As oil markets have recovered, those lending levels eased back to $66 billion in the July-to-September period.

While energy industry lending comprised five per cent of wholesale bank lending, it made up 18 per cent of the impaired loans. That means banks will “play a major role on capital spending plans going forward” in the oilpatch, the report stated.

McCrea noted the number of energy loans classified as impaired has dropped to 3.1 per cent, down from 3.8 per cent during the third quarter, although that’s still an increase from levels seen last year.

“As the impairments are coming down and improving, that should give a little bit more flexibility for companies to say, ‘OK we can spend a little more than what we were planning to, but it’s still not back to levels we were at in 2019,’” he said.

“The banks will still be dictating some (spending) here.”

Analysts expect some producers could bulk up their capital programs during next year if oil prices stabilize and the outlook on the pandemic — and the impact of demand for energy — becomes clearer. Stronger natural gas prices in recent months have also led to some modest spending increases.

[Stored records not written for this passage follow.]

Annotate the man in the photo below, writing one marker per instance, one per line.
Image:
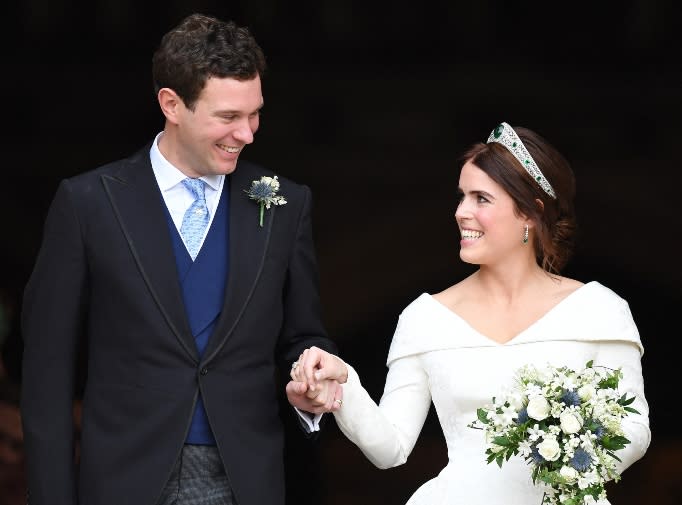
(12, 474)
(190, 284)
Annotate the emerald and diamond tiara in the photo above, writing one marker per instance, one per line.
(505, 135)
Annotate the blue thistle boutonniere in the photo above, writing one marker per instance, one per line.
(264, 191)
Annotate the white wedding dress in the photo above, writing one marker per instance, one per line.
(436, 356)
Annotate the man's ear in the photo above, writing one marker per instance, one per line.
(170, 104)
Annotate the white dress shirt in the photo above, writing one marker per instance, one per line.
(176, 196)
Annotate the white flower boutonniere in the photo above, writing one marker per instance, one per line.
(264, 191)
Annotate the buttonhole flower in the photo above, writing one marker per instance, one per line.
(264, 192)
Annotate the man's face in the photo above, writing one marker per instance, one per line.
(224, 120)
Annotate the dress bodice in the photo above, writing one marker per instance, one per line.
(437, 357)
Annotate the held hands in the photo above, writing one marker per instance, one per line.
(316, 381)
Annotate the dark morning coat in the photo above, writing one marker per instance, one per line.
(106, 273)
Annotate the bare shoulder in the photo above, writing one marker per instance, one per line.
(450, 297)
(564, 286)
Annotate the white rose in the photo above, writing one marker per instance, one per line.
(538, 408)
(586, 392)
(571, 422)
(569, 473)
(549, 449)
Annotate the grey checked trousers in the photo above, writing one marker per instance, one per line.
(198, 479)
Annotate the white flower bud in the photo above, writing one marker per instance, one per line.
(549, 449)
(538, 408)
(569, 473)
(571, 421)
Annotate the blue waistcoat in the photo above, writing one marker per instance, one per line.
(203, 282)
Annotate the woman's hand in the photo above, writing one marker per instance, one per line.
(316, 378)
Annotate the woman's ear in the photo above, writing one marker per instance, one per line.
(540, 205)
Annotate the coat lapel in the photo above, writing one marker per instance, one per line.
(248, 247)
(139, 208)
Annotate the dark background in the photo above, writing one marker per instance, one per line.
(370, 103)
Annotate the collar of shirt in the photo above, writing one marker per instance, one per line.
(176, 197)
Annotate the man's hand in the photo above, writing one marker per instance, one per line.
(327, 396)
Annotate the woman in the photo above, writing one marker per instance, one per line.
(460, 347)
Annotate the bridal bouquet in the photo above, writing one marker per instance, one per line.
(566, 424)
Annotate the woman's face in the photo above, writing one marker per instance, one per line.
(490, 227)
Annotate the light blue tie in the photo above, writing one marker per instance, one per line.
(196, 217)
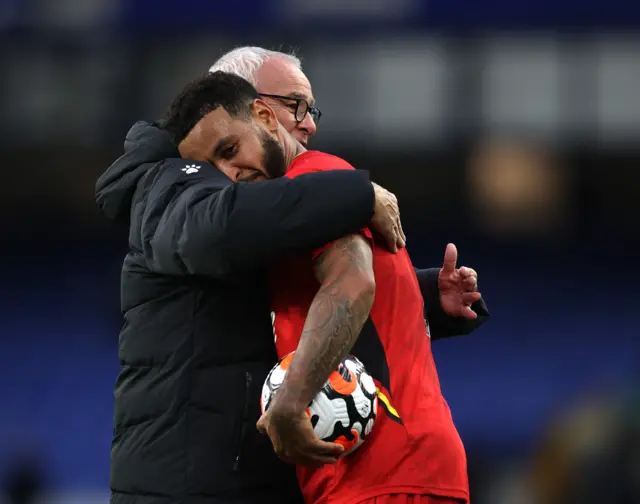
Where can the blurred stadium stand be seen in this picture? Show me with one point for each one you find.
(509, 128)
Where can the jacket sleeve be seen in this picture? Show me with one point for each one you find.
(442, 325)
(213, 227)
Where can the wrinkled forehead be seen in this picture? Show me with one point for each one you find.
(282, 77)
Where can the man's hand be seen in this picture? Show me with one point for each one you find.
(458, 287)
(386, 219)
(294, 440)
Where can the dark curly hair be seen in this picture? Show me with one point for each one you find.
(204, 95)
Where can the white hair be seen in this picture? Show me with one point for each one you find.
(245, 61)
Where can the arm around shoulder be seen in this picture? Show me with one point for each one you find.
(210, 226)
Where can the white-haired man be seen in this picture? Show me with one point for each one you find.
(279, 79)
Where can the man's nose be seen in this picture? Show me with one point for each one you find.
(308, 125)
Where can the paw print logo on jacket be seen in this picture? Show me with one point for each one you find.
(189, 169)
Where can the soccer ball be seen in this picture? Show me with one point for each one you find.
(344, 410)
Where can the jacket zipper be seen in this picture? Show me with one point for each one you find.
(245, 418)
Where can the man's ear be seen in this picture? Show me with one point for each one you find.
(264, 114)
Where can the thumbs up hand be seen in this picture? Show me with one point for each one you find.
(458, 286)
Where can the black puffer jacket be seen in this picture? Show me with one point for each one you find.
(197, 340)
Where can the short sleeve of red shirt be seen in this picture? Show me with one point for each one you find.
(315, 161)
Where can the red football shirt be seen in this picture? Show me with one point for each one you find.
(414, 447)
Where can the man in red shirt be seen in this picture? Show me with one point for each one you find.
(349, 296)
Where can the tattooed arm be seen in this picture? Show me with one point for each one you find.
(336, 316)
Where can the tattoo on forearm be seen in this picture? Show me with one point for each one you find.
(335, 319)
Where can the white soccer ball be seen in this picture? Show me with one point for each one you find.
(344, 411)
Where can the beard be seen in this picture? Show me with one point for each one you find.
(273, 157)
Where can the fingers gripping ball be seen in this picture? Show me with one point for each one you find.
(344, 411)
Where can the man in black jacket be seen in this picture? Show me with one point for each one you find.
(197, 340)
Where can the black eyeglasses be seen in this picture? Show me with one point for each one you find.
(301, 105)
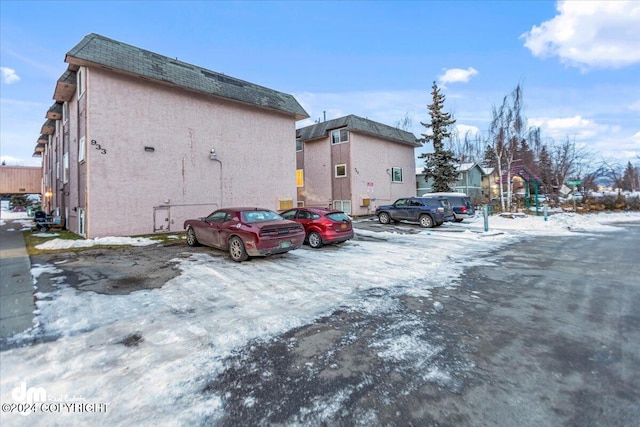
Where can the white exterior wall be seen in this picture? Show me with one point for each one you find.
(256, 164)
(318, 173)
(373, 159)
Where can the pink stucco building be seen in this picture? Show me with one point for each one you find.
(137, 142)
(354, 164)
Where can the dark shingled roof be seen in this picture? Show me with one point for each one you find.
(96, 49)
(357, 124)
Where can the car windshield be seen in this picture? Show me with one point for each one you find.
(257, 216)
(338, 216)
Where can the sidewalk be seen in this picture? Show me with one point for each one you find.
(16, 284)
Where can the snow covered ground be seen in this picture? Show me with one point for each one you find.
(146, 357)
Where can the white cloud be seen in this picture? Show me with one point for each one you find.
(598, 34)
(9, 75)
(456, 75)
(576, 127)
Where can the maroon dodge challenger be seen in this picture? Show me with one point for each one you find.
(245, 232)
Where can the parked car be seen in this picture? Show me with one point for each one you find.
(428, 211)
(323, 226)
(460, 202)
(245, 232)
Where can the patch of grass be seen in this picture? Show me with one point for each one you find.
(35, 238)
(166, 239)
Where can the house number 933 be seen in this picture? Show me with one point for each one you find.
(98, 146)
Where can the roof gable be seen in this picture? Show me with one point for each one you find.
(357, 124)
(115, 55)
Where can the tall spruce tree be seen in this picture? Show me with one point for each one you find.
(441, 164)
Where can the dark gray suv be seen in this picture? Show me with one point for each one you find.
(429, 212)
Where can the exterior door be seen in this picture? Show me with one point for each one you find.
(81, 222)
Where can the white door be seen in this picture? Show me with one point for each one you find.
(81, 222)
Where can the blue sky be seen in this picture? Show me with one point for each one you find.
(578, 62)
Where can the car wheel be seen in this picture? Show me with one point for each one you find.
(191, 237)
(315, 241)
(237, 250)
(384, 218)
(426, 221)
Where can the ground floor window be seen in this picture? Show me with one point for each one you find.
(396, 175)
(343, 205)
(341, 170)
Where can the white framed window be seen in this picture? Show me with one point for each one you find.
(65, 112)
(396, 175)
(339, 136)
(82, 149)
(343, 205)
(81, 82)
(65, 166)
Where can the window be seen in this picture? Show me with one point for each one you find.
(65, 165)
(81, 150)
(338, 136)
(343, 205)
(65, 112)
(300, 177)
(81, 82)
(396, 175)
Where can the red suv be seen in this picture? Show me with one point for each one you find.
(322, 225)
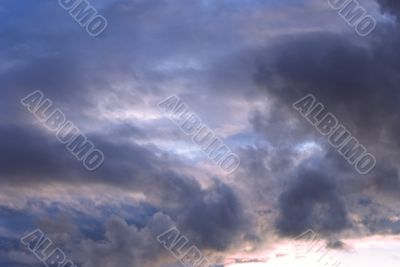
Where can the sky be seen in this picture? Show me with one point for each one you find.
(239, 66)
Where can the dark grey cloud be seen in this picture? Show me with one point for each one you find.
(312, 202)
(357, 80)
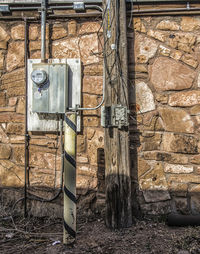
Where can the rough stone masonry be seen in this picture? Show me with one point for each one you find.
(165, 126)
(164, 56)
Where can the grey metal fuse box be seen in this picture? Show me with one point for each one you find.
(49, 88)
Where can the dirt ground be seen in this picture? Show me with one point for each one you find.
(36, 235)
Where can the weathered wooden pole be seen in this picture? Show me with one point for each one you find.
(117, 161)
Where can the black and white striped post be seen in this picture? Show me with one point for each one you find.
(69, 234)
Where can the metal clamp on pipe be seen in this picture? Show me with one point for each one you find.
(43, 29)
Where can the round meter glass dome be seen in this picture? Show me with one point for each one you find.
(39, 77)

According to provincial estimates, total industry capital spending next year in Alberta will edge up slightly to $19.4 billion, an increase of $1.7 billion from current levels, yet still about 25 per cent below last year’s activity.

Companies that have made larger acquisitions — such as Whitecap Resources Inc. and Tourmaline Oil Corp. — are also planning on spending more in 2021, although overall expenditures will largely be flat next year, according to ATB Capital Markets.

“The higher oil price has some fragility to it,” cautioned analyst Patrick O’Rourke of ATB Capital Markets.

“We need to get a better line of sight on what hopefully the post-COVID economy and demand looks like. And that is when I think producers will start to re-evaluate.”

Chris Varcoe is a Calgary Herald columnist.